6. In virtù dell’accoglimento dei motivi quarto e quinto possono ritenersi assorbiti gli ulteriori motivi articolati in ricorso (ivi compreso l’ultimo, riguardante la denuncia della supposta incostituzionalità della L. n. 468 del 1992, art. 5, commi 3, e art. 11, comma 2), perchè, appunto, superati in dipendenza della ravvisata fondatezza della questione centrale (sulla ritenuta facoltatività – e non obbligatorietà – della trattenuta del prelievo supplementare) risolta dalle Sezioni unite con la richiamata sentenza.
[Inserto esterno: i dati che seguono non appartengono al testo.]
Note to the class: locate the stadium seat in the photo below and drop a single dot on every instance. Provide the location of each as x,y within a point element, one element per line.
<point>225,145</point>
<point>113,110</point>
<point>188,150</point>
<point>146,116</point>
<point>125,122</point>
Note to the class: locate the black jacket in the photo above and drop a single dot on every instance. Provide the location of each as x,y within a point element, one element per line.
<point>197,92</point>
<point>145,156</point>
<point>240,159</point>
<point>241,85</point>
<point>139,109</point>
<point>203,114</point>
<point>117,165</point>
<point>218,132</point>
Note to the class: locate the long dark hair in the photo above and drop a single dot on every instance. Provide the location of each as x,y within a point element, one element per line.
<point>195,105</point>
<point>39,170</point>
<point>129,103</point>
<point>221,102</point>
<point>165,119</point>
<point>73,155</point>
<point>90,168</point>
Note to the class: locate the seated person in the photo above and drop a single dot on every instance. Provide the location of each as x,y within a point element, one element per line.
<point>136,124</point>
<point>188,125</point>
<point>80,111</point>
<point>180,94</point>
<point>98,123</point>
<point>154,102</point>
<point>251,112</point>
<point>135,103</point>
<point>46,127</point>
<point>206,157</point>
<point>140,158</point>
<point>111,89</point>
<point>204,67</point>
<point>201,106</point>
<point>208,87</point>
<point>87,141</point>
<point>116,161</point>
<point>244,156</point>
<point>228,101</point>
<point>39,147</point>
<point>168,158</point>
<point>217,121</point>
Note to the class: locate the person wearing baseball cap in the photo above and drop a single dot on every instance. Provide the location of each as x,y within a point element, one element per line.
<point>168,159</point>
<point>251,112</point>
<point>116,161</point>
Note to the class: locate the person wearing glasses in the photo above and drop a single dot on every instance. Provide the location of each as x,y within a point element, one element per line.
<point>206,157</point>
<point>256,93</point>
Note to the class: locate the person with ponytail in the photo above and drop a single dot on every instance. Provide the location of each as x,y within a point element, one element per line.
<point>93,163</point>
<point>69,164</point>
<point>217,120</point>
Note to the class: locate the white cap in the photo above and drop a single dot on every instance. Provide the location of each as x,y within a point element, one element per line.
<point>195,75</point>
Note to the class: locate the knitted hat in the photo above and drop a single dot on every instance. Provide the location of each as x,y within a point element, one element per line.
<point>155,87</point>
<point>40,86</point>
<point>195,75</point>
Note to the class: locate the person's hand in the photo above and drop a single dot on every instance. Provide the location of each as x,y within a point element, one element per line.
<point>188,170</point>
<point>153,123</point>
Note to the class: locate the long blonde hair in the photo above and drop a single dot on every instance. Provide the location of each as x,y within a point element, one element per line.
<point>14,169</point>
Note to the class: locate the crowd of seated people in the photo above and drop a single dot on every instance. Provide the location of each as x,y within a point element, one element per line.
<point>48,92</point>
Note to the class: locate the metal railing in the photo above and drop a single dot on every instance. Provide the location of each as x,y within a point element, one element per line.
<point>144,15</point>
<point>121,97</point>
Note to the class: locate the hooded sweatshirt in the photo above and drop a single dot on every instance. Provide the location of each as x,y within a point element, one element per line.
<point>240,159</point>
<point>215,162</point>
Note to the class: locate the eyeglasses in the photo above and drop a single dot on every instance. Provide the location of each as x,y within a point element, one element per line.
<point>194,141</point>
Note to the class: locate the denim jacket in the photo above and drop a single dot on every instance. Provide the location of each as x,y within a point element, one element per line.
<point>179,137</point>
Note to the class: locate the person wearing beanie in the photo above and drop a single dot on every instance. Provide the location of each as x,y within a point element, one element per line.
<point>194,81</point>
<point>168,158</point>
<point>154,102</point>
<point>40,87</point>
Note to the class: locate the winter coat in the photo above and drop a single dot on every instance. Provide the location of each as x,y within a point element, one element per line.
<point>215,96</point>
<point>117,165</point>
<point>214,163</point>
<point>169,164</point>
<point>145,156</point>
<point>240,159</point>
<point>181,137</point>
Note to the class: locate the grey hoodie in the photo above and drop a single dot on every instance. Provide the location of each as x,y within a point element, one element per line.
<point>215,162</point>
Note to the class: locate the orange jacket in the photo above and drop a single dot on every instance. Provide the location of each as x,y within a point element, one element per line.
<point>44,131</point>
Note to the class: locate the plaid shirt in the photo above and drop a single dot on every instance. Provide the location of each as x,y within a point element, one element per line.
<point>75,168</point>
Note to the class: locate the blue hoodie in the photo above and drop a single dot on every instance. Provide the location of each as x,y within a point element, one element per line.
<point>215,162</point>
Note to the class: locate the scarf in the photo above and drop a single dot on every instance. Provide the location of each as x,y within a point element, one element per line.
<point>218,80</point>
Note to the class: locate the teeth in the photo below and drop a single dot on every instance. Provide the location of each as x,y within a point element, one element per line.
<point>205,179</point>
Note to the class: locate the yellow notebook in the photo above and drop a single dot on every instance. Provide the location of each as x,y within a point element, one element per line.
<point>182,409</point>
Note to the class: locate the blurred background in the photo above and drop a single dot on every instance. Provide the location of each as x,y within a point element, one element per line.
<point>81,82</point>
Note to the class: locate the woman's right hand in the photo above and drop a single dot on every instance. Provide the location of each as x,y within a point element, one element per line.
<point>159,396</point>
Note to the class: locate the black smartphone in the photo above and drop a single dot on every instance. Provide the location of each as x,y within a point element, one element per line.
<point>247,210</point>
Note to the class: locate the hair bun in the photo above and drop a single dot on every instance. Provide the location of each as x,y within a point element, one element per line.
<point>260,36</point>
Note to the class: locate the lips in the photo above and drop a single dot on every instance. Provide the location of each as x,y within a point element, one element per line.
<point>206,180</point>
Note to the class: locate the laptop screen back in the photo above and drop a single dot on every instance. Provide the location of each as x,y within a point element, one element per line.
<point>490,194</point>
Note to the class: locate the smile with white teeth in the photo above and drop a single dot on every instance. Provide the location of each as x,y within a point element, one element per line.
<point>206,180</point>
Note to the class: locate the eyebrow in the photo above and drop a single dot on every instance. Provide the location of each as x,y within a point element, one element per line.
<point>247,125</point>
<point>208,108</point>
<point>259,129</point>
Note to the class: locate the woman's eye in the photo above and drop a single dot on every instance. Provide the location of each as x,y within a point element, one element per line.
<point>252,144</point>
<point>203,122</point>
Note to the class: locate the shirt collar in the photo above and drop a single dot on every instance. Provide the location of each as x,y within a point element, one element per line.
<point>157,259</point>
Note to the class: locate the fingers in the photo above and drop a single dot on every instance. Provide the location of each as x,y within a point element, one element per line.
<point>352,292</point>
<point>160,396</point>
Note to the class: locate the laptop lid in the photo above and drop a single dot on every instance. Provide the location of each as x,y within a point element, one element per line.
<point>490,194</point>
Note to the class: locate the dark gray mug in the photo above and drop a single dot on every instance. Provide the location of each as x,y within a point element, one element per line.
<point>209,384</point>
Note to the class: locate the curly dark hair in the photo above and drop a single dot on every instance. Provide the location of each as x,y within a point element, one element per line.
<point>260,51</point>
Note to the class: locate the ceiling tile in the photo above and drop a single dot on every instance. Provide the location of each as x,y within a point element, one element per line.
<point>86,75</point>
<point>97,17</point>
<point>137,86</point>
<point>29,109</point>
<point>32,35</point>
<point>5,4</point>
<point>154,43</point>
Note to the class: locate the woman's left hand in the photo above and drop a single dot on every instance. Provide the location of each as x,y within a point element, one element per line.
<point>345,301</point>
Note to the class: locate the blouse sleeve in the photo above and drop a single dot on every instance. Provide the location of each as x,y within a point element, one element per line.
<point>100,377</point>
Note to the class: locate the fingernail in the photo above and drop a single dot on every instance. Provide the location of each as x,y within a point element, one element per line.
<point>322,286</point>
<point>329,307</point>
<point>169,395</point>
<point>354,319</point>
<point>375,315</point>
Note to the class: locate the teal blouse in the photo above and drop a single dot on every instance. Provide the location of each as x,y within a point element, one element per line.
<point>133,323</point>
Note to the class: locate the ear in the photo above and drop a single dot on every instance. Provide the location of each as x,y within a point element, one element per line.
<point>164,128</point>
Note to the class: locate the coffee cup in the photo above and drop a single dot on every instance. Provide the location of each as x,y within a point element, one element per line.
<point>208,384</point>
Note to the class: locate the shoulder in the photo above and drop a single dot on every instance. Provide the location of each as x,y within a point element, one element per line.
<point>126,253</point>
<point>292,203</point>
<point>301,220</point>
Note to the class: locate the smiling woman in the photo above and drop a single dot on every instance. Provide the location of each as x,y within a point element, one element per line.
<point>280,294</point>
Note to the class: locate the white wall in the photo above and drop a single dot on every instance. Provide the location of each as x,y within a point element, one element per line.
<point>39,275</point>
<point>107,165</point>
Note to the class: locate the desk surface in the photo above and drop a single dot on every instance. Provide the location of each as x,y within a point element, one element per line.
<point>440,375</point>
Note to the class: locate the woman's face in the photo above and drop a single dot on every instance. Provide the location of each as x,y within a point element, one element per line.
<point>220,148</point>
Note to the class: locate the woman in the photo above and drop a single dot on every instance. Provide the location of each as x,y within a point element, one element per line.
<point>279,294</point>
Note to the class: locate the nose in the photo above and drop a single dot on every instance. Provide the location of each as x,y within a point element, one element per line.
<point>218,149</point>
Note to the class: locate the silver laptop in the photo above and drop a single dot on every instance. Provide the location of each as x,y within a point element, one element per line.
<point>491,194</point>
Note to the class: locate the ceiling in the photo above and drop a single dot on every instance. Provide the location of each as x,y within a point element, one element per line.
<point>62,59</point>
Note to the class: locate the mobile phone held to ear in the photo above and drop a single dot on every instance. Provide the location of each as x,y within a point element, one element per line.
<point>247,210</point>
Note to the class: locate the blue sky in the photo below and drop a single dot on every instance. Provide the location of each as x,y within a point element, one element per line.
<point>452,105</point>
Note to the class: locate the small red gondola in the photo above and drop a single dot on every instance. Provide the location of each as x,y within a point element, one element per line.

7. In definitiva, previo rigetto dei primi tre motivi del ricorso ed in accoglimento del quarto e del quinto (con conseguente assorbimento degli altri), la sentenza impugnata deve essere cassata, con rinvio al Tribunale di Padova – sez. dist. di Cittadella, in composizione monocratica, in persona di altro giudicante, il quale, quanto ai motivi quarto e quinto, si conformerà al principio di diritto precedentemente enunciato (sub 5.1.) e, considerando il rigetto dei motivi inerenti la violazione inerente l’obbligo della tenuta delle distinte latte, rideterminerà la sanzione in concreto applicabile nei confronti dei ricorrenti in via solidale (valutati i relativi parametri normativi sanzionatori e gli elementi complessivi individuati nella L. n. 689 del 1981, art. 11). Lo stesso giudice di rinvio provvederà anche sulle spese della presente fase di legittimità.

P.Q.M.

La Corte rigetta i primi tre motivi del ricorso; accoglie il quarto e il quinto, dichiarando l’assorbimento degli altri; cassa la sentenza impugnata in relazione ai motivi accolti e rinvia, anche per le spese del presente giudizio, al Tribunale di Padova – sez. dist. di Cittadella, in composizione monocratica, in persona di altro giudicante.

Testo non ufficiale. La sola stampa del bollettino ufficiale ha carattere legale.